Berita forex hari ini, Dollar AS jatuh terhadap yen di sesi Asia pada hari Rabu seiring para pelaku pasar yang mempertimbangkan tindakan perdagangan AS dengan China dan Korea Selatan serta kekhawatiran terhadap pesan perdagangan dari pemerintahan Donald Trump di Davos setelah berakhirnya shutdown pemerintah AS.

Jepang melaporkan neraca perdagangan untuk bulan Desember dengan surplus ¥ 359 miliar, lebih sempit dari surplus ¥ 530 miliar yang diperkirakan. Impor melonjak 14.9%, di atas kenaikan 12.3% yang diperkirakan, sementara ekspor naik 9.3%, kurang dari kecepatan 10.1% yang diperkirakan.

program referral, program afiliasi, afiliate program

USD / JPY berada pada 110.18, turun 0.14%, sementara AUD / USD diperdagangkan di 0.8000, turun 0.01%. Indeks dolar AS, yang mengukur kekuatan greenback terhadap enam mata uang utama, terakhir dikutip di 89.88, turun 0.30%.

Semalam, dollar menguat dari posisi terendah namun tetap di bawah tekanan karena yen membuat kenaikan kuat dari keputusan Bank of Japan menyusul keputusannya untuk menjaga kebijakan moneter tidak berubah.

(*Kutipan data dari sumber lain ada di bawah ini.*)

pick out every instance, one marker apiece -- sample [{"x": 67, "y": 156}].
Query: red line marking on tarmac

Pada hari yang tenang di kalender untuk data ekonomi AS, dollar AS berjuang untuk menemukan pijakannya setelah jatuh ke posisi terendah tiga setengah bulan baru sebelum mengurangi sebagian dari kerugiannya.

Euro melanjutkan trennya lebih tinggi terhadap greenback karena meningkatnya optimisme investor bahwa penguatan ekonomi akhir-akhir ini akan mendorong ECB untuk sinyalkan stimulus ekonomi yang dapat berakhir lebih cepat.

ECB dijadwalkan merilis kebijakannya pada hari Kamis, ketika banyak pihak yang memperkirakan bank sentral akan mempertahankan suku bunga tidak berubah.